LoqiRoam · 旅日記
長万部、五つの角を曲がって
神社、かにめし、河川敷、公園、森、温泉をつなぎ、町の生活と自然を曲がり角任せに味わった。
長万部駅を出たときは、海へ向かうつもりだった。けれど最初の角で飯生神社のほうが気になり、古い由緒を確かめながら歩いた。駅前へ戻ると、かにめしの歴史が単なる名物ではなく、食材不足を越える工夫から生まれたものだと知る。弁当を手にしてからは、川沿いのあやめ公園へ。花の季節ではなかったが、河川敷の広さと風が町の別の顔を見せてくれた。

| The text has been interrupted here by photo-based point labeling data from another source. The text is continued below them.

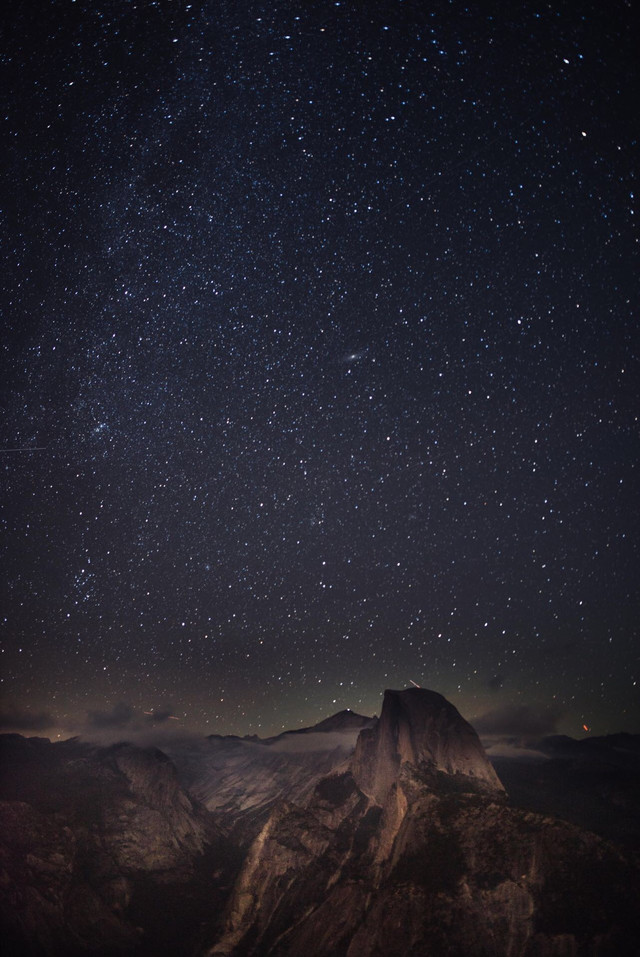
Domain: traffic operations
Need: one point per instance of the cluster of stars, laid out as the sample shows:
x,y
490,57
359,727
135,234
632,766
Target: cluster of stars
x,y
321,363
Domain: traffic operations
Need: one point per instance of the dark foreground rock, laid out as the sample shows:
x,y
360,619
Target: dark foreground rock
x,y
414,850
357,838
95,845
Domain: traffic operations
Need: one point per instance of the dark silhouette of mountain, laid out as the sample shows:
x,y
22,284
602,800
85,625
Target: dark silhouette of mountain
x,y
593,782
412,848
357,837
101,850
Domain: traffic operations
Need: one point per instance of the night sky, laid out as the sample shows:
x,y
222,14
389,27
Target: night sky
x,y
319,368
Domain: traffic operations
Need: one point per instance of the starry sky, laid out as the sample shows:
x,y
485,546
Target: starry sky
x,y
319,363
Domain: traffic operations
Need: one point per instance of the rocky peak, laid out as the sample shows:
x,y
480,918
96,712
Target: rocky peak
x,y
423,729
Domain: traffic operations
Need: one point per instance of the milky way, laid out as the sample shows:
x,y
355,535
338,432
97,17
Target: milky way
x,y
320,362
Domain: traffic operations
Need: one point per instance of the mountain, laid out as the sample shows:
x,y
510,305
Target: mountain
x,y
241,779
593,783
88,836
422,729
357,837
412,848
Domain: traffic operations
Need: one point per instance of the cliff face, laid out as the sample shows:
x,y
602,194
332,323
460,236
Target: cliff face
x,y
414,850
420,728
84,832
241,780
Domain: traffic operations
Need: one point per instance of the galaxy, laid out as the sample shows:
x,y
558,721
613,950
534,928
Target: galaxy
x,y
319,364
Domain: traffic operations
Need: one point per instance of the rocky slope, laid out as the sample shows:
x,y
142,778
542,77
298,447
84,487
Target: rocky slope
x,y
241,779
414,850
83,832
355,838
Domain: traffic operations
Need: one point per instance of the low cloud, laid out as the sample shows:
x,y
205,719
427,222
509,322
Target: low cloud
x,y
518,722
120,716
495,682
18,719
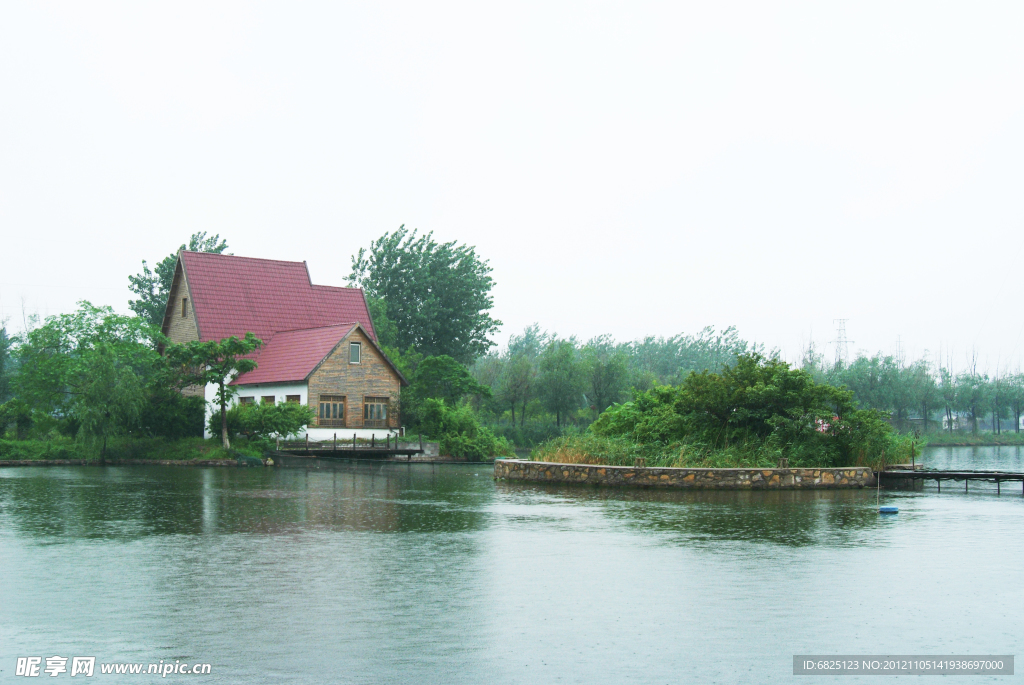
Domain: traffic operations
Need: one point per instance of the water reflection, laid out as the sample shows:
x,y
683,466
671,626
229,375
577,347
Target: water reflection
x,y
369,572
786,517
130,502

さらに長万部公園の池と森へ入り、予定にはなかった静けさに足を止める。最後は温泉で体を温めた。遠くへ行った旅ではないのに、曲がるたび、町の輪郭が少しずつ増えていった。
この旅の足跡
- 駅から少し離れるだけで、境内の空気が町の喧騒を切り替えた。江戸後期に始まった神社だと知ると、この角を曲がる旅の入口にぴったりに思えた。

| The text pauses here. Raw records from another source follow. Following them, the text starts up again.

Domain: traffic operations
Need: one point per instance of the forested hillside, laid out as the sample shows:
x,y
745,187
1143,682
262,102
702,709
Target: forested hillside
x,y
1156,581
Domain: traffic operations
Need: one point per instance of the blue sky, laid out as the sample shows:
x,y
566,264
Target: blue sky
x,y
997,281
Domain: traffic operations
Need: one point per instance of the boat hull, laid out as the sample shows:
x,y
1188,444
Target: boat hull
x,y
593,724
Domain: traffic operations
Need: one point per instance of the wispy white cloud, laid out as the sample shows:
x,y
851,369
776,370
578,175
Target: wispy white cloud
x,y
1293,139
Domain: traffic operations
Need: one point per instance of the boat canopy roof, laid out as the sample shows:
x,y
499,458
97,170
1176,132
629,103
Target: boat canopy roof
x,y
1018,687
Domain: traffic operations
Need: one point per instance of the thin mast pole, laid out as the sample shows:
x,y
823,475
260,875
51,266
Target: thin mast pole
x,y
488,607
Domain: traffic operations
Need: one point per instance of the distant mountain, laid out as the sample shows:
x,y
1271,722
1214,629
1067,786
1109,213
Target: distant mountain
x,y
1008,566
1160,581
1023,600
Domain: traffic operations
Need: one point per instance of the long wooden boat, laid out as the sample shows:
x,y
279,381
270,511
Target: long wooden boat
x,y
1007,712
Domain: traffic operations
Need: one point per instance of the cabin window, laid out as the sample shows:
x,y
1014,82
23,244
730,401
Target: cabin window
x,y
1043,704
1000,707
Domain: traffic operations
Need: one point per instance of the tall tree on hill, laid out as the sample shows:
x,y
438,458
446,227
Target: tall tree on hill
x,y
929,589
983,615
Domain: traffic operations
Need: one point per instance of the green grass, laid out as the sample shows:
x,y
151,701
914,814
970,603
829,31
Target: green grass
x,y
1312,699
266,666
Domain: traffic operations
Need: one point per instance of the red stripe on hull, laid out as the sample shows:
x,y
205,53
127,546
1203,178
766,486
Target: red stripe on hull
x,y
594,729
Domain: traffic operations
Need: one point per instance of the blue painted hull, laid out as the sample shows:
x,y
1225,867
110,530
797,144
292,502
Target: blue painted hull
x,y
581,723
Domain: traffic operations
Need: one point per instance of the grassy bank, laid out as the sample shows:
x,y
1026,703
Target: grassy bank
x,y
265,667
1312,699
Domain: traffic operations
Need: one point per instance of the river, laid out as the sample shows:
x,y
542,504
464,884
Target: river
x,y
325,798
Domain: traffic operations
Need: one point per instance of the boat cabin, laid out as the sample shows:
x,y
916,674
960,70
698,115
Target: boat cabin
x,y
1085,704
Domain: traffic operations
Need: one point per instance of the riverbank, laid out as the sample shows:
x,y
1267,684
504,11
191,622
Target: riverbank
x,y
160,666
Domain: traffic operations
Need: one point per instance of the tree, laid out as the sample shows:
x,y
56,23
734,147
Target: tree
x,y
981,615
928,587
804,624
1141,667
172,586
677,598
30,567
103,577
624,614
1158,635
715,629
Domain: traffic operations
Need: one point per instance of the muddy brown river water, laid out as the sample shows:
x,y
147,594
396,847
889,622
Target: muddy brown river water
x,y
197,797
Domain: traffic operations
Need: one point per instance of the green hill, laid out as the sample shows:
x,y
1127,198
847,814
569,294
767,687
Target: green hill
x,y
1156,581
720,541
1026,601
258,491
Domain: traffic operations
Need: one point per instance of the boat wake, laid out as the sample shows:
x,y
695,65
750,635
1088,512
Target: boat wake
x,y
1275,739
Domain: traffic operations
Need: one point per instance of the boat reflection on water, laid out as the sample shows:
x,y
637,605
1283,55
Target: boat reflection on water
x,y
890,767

- かにめしは駅弁の話だけではなく、食材不足から生まれた工夫の記憶でもある。持ち帰るかその場で食べるか、最後まで少し迷った。
- 河川敷の広さに、町の中心とは別の呼吸があった。水のそばを歩くと、さっき食べたかにめしの土地が急に漁業の町として立ち上がってくる。
- 花の季節なら約50種類7万株のアヤメが河岸を彩るという。今は花のない時期でも、広い空と低い道筋が残り、風の向きだけはよく分かった。

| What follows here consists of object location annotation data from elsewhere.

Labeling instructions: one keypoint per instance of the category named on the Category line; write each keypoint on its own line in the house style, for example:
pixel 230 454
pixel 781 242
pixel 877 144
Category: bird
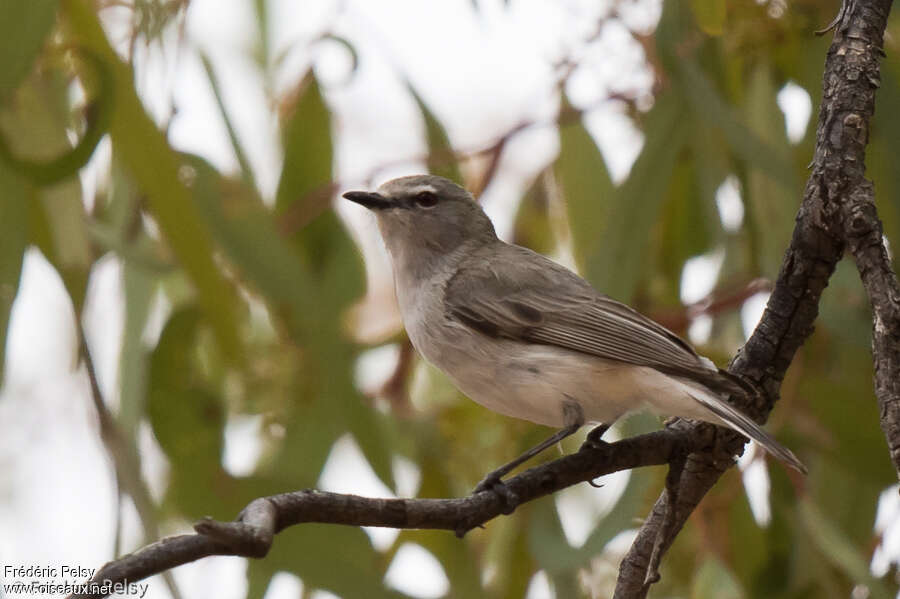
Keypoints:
pixel 526 337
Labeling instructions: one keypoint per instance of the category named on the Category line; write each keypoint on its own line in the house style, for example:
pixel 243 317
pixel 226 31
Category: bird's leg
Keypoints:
pixel 573 417
pixel 666 530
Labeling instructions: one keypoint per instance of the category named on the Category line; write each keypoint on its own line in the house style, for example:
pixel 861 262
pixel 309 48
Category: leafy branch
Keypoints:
pixel 837 213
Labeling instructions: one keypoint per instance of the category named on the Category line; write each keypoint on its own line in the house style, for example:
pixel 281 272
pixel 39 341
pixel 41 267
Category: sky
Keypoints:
pixel 482 74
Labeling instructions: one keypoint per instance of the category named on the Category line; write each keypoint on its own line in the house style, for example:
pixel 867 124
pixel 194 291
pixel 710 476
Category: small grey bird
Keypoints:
pixel 526 337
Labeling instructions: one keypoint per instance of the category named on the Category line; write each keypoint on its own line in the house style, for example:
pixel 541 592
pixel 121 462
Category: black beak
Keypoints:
pixel 369 199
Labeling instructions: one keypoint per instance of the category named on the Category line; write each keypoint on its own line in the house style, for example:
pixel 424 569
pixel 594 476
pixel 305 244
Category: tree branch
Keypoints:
pixel 251 534
pixel 837 209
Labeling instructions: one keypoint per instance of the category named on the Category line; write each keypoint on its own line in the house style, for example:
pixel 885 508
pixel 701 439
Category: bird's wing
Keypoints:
pixel 514 293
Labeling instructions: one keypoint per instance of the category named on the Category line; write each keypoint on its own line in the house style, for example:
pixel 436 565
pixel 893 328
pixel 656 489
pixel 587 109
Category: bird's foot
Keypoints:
pixel 594 439
pixel 493 483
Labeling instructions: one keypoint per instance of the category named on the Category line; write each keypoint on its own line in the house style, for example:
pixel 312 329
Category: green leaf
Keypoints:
pixel 441 158
pixel 304 189
pixel 744 142
pixel 838 550
pixel 246 170
pixel 710 15
pixel 617 264
pixel 24 24
pixel 145 152
pixel 187 418
pixel 13 241
pixel 139 285
pixel 586 187
pixel 67 164
pixel 771 205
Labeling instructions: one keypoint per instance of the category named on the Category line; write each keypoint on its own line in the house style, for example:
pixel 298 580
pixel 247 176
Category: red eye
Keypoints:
pixel 425 199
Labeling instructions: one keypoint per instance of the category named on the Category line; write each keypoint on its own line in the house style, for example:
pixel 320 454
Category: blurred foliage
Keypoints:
pixel 259 294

- 池を囲む自然石と、とみのの森へ続く散策路。花の名所の隣に森林浴の道があるのが意外で、予定より長く静けさに引き止められた。
- 最後に入った湯は、旅の終点というより町の生活側に戻るための小さな扉だった。源泉かけ流しと知り、歩いた距離まで静かにほどけていった。